For phloem-feeding insects, callose deposited on phloem sieve plate and plasmodesmata of sieve elements functions as a defense mechanism by reducing insect feeding and preventing viral movement (Hao et al., 2008; Hipper et al., 2013; Will and Vilcinskas, 2015; Zavaliev et al., 2011; Yue et al., 2022). Callose is a β-(1,3)-D-glucan polysaccharide that is synthesized by callose synthases and degraded by β-(1,3)-glucanases. Plants defend themselves by depositing callose at the sieve plates and plasmodesmata in response to virus infection, whereas viruses counter this defense by activating β-(1,3)-glucanases to degrade callose (Bucher et al., 2001; Hao et al., 2008; Wu et al., 2022; Zavaliev et al., 2011).

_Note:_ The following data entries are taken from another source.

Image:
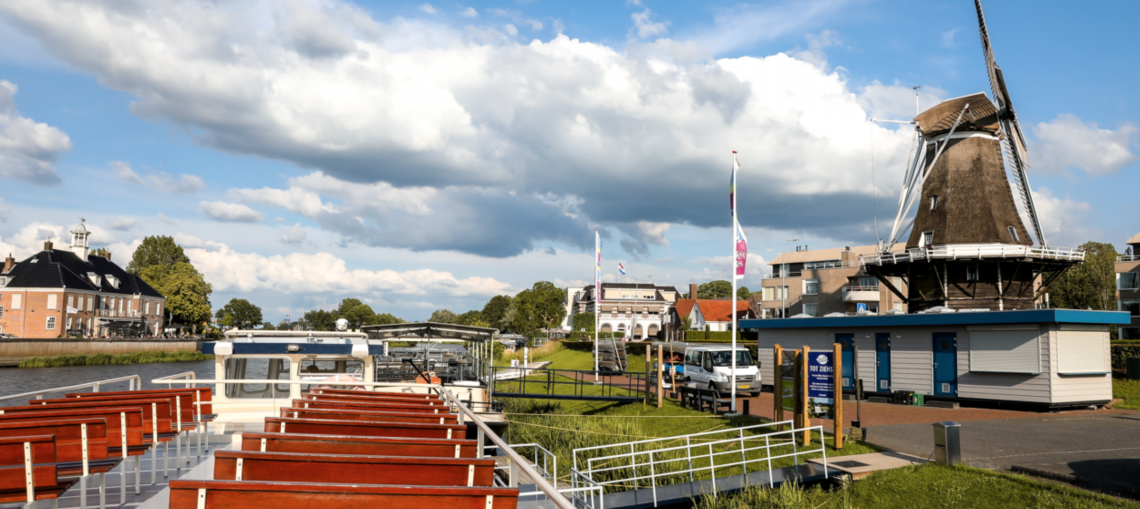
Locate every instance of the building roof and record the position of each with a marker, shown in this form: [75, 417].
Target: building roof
[59, 268]
[824, 255]
[1083, 316]
[719, 310]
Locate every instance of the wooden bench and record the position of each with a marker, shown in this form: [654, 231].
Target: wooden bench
[345, 414]
[340, 444]
[243, 494]
[396, 406]
[365, 428]
[352, 468]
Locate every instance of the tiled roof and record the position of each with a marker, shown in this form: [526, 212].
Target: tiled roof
[719, 310]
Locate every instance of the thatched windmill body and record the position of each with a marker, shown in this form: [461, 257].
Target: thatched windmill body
[968, 247]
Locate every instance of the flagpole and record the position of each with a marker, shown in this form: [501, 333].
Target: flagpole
[733, 275]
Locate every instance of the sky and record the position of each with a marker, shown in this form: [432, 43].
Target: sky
[431, 155]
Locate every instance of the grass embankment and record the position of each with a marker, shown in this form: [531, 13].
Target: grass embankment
[138, 357]
[928, 486]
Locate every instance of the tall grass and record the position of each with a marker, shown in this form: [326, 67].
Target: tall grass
[137, 357]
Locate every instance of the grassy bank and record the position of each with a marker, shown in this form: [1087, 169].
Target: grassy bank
[928, 486]
[138, 357]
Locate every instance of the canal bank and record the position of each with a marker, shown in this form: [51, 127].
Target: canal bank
[14, 350]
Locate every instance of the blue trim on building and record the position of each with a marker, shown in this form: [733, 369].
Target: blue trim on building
[1083, 316]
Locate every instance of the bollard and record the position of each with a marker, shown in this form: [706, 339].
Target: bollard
[947, 447]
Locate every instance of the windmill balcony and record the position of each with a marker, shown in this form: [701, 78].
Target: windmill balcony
[861, 293]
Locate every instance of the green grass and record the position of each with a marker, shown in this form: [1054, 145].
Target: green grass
[928, 486]
[1128, 390]
[138, 357]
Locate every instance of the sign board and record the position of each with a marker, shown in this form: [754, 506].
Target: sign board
[821, 385]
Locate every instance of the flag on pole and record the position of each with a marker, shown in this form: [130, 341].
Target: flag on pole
[741, 241]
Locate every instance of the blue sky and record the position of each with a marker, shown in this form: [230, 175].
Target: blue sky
[428, 155]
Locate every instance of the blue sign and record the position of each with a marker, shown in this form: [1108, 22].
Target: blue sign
[821, 384]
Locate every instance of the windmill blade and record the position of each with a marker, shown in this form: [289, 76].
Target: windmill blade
[1020, 170]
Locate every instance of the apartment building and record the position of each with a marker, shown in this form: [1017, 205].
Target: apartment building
[637, 309]
[1128, 288]
[822, 282]
[72, 292]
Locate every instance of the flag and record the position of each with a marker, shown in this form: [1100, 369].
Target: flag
[738, 233]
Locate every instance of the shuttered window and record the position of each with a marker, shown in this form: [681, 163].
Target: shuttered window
[1006, 350]
[1081, 353]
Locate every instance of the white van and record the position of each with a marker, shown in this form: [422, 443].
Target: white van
[711, 365]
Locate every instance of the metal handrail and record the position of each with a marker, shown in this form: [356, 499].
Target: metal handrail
[135, 381]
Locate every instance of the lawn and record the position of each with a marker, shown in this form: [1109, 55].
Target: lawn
[927, 486]
[1128, 390]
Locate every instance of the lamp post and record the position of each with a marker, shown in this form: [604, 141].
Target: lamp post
[783, 275]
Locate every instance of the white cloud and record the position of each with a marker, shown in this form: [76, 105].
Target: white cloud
[643, 27]
[29, 150]
[324, 273]
[159, 180]
[1068, 143]
[229, 212]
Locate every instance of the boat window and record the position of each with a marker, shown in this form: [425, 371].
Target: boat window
[330, 370]
[257, 369]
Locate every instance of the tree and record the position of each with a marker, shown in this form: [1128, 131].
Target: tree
[495, 309]
[156, 250]
[186, 291]
[319, 320]
[1091, 284]
[442, 316]
[239, 313]
[714, 290]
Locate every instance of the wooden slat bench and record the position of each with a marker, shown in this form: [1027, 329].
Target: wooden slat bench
[365, 428]
[352, 468]
[241, 494]
[340, 444]
[345, 414]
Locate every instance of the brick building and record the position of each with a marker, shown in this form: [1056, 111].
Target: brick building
[72, 292]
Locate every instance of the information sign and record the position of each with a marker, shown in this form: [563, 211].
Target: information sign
[821, 385]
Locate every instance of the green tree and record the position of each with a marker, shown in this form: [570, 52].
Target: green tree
[495, 309]
[239, 313]
[156, 250]
[187, 292]
[319, 320]
[442, 316]
[714, 290]
[742, 292]
[1091, 284]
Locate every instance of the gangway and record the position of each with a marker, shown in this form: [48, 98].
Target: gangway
[662, 473]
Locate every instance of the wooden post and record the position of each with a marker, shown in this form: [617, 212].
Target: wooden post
[649, 358]
[660, 377]
[803, 395]
[837, 355]
[778, 382]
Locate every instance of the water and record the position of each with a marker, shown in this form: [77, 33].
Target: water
[26, 380]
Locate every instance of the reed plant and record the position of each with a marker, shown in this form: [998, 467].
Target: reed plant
[137, 357]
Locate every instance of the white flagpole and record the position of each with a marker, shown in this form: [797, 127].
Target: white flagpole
[735, 190]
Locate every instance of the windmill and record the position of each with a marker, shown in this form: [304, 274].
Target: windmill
[968, 247]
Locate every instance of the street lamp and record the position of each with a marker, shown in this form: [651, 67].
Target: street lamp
[783, 274]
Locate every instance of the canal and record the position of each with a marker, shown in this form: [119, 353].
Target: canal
[25, 380]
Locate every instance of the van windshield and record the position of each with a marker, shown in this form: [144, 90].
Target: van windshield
[724, 358]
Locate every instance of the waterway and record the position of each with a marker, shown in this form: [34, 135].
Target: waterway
[26, 380]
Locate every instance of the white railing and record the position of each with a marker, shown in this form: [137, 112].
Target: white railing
[658, 460]
[136, 382]
[974, 251]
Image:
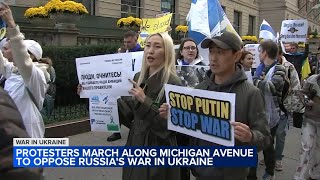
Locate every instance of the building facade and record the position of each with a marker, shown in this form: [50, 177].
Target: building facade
[246, 15]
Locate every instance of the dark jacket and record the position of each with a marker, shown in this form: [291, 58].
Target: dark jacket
[250, 110]
[11, 126]
[298, 59]
[149, 129]
[312, 90]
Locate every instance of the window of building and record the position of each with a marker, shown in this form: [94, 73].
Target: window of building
[89, 4]
[130, 8]
[252, 25]
[237, 21]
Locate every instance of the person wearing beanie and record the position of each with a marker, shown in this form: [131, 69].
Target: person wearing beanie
[227, 75]
[26, 83]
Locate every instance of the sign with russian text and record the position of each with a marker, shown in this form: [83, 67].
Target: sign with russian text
[104, 115]
[202, 114]
[105, 74]
[152, 26]
[254, 49]
[294, 30]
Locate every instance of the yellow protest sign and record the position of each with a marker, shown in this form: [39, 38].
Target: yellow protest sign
[153, 25]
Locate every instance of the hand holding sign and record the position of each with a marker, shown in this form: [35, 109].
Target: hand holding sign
[242, 132]
[137, 92]
[6, 15]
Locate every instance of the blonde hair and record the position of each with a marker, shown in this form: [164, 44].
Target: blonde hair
[168, 66]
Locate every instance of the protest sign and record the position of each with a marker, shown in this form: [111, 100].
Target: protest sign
[249, 76]
[152, 26]
[191, 76]
[107, 74]
[202, 114]
[254, 49]
[294, 30]
[104, 113]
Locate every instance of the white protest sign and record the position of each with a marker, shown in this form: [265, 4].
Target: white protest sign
[104, 115]
[294, 30]
[107, 74]
[254, 49]
[202, 114]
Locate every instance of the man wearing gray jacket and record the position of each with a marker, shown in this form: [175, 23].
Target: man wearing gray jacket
[225, 75]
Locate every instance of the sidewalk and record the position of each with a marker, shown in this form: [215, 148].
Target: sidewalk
[291, 153]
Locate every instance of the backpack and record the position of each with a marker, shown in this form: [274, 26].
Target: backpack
[285, 91]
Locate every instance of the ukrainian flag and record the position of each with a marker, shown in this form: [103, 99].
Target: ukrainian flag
[305, 71]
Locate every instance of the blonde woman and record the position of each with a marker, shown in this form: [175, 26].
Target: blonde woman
[148, 128]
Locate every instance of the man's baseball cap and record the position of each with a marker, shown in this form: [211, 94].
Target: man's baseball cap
[226, 40]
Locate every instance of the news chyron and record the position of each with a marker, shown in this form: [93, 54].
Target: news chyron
[56, 152]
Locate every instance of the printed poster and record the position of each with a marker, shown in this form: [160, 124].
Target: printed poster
[202, 114]
[254, 49]
[107, 74]
[104, 115]
[294, 30]
[152, 26]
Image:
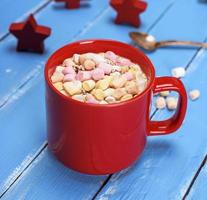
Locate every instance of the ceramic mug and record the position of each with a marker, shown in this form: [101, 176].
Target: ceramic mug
[103, 139]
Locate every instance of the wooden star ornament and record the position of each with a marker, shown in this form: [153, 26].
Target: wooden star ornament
[128, 11]
[70, 4]
[30, 35]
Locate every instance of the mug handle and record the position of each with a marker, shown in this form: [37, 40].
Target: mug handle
[172, 124]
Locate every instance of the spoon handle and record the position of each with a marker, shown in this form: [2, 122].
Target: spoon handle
[180, 43]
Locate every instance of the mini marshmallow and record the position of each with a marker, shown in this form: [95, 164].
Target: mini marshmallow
[89, 64]
[88, 85]
[73, 88]
[106, 67]
[123, 61]
[110, 99]
[90, 99]
[164, 93]
[57, 77]
[108, 92]
[97, 74]
[64, 92]
[111, 56]
[95, 57]
[83, 75]
[58, 85]
[172, 103]
[79, 97]
[124, 69]
[102, 84]
[160, 103]
[69, 77]
[115, 68]
[118, 93]
[178, 72]
[99, 94]
[68, 62]
[68, 70]
[59, 69]
[76, 58]
[132, 87]
[194, 94]
[118, 82]
[103, 102]
[126, 97]
[129, 76]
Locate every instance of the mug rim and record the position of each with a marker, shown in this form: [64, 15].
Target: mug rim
[121, 44]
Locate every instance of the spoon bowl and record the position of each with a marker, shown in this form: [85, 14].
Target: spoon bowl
[148, 42]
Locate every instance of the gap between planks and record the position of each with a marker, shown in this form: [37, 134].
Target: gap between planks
[35, 11]
[85, 29]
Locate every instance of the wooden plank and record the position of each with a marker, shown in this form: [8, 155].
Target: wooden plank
[44, 184]
[169, 163]
[27, 104]
[9, 12]
[198, 191]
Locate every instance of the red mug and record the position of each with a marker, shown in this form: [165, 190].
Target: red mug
[103, 139]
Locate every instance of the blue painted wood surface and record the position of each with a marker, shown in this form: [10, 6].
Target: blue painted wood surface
[198, 191]
[11, 11]
[168, 164]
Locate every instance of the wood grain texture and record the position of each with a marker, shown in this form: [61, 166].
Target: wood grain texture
[169, 163]
[198, 191]
[17, 10]
[25, 134]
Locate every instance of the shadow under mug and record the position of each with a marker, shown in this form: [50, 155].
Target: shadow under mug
[103, 139]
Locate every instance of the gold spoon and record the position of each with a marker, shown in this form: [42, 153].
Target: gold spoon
[149, 42]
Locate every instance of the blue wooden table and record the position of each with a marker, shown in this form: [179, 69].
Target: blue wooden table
[171, 167]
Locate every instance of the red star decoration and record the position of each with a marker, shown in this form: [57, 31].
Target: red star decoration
[70, 4]
[30, 35]
[128, 11]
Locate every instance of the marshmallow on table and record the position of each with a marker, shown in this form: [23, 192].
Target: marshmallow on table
[178, 72]
[110, 99]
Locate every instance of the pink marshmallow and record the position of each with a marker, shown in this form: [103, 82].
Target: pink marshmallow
[91, 99]
[69, 77]
[83, 75]
[111, 56]
[123, 61]
[106, 67]
[129, 76]
[97, 74]
[69, 70]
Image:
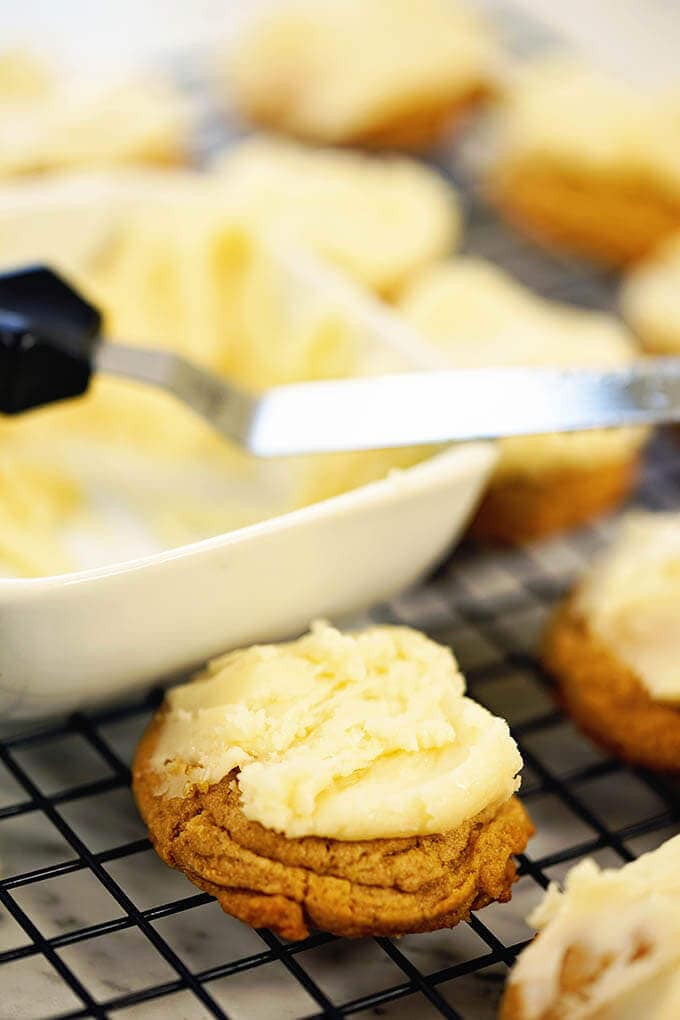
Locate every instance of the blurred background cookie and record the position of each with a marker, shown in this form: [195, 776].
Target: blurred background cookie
[650, 299]
[92, 124]
[481, 317]
[342, 781]
[613, 645]
[587, 162]
[381, 219]
[388, 73]
[608, 945]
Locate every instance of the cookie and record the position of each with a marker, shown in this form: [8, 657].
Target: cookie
[370, 886]
[480, 317]
[290, 838]
[524, 509]
[612, 645]
[607, 699]
[418, 70]
[608, 945]
[586, 163]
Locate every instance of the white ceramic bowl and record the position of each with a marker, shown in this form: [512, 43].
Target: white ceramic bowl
[98, 633]
[71, 640]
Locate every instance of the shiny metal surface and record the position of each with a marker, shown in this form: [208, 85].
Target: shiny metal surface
[410, 408]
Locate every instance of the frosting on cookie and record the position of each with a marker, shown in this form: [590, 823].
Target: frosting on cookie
[378, 218]
[348, 735]
[609, 947]
[650, 299]
[133, 122]
[560, 111]
[291, 66]
[481, 317]
[631, 600]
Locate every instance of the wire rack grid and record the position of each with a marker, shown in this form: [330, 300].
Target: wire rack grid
[92, 924]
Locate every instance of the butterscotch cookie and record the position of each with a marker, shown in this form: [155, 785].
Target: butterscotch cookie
[586, 162]
[608, 946]
[480, 317]
[416, 69]
[379, 218]
[612, 646]
[341, 781]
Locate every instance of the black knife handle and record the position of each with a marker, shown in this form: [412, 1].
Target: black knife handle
[48, 337]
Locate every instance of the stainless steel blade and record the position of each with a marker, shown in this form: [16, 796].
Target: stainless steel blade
[450, 405]
[411, 408]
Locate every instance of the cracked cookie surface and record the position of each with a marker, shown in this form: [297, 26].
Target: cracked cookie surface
[352, 888]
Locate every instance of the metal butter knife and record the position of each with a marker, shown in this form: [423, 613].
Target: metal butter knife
[50, 345]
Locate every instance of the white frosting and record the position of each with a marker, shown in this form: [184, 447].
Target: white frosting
[354, 736]
[481, 317]
[378, 218]
[650, 299]
[558, 110]
[335, 69]
[625, 927]
[631, 600]
[133, 122]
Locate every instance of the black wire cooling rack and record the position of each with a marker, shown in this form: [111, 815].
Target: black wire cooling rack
[92, 924]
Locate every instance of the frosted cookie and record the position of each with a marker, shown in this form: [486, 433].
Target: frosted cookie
[388, 73]
[650, 299]
[76, 126]
[481, 317]
[341, 781]
[613, 645]
[380, 219]
[608, 945]
[587, 162]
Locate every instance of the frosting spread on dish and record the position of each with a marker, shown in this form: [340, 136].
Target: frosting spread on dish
[609, 945]
[378, 218]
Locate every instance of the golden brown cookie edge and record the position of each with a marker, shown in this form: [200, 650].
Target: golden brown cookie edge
[606, 699]
[609, 220]
[514, 510]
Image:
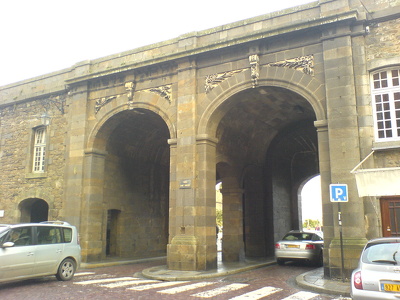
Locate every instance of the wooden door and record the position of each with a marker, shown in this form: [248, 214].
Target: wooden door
[390, 210]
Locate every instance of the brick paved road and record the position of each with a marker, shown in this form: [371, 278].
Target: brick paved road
[126, 282]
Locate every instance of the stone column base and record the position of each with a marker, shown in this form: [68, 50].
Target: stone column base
[182, 253]
[352, 248]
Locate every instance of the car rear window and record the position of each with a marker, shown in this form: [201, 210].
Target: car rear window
[67, 235]
[382, 253]
[298, 236]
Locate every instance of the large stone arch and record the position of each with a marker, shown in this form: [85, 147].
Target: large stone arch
[212, 110]
[98, 185]
[305, 85]
[99, 132]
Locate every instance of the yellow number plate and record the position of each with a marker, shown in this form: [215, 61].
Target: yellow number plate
[388, 287]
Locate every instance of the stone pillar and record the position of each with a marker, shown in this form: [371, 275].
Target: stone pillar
[325, 172]
[232, 207]
[344, 148]
[92, 227]
[75, 145]
[191, 210]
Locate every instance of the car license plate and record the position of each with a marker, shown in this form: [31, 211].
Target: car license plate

RSV is the causative agent of rice stripe disease, a serious disease of rice crops that has occurred repeatedly in China, Japan, and Korea (Xu et al., 2021). RSV is completely dependent on insect vectors for transmission among its host plants, and L. striatellus is the main vector (Xu et al., 2021; Zhao et al., 2017). L. striatellus transmits RSV in a persistent-propagative manner. The virus initially infects the midgut, then disperses from the hemolymph into the salivary glands and is inoculated into the plant host during L. striatellus feeding (Huo et al., 2022). L. striatellus belongs to the order Hemiptera, whose members mainly feed from sieve tubes through their mouthparts (stylets) that penetrate plant tissues and reach sieve tubes to ingest the phloem sap (Tjallingii, 2006; van Bel and Will, 2016). RSV is mainly secreted into the rice phloem via the watery saliva (Huo et al., 2022; Wang and Blanc, 2021).
In this study, we identified a molecular interaction among RSV, an L. striatellus saliva protein, and a plant β-1,3-glucanase. The insect saliva protein directly binds to the RSV nucleocapsid protein (NP) and then binds to a rice thaumatin-like protein to activate its β-1,3-glucanase activity. The activation of β-1,3-glucanase helps RSV infection by inhibiting callose deposition in response to viral infection.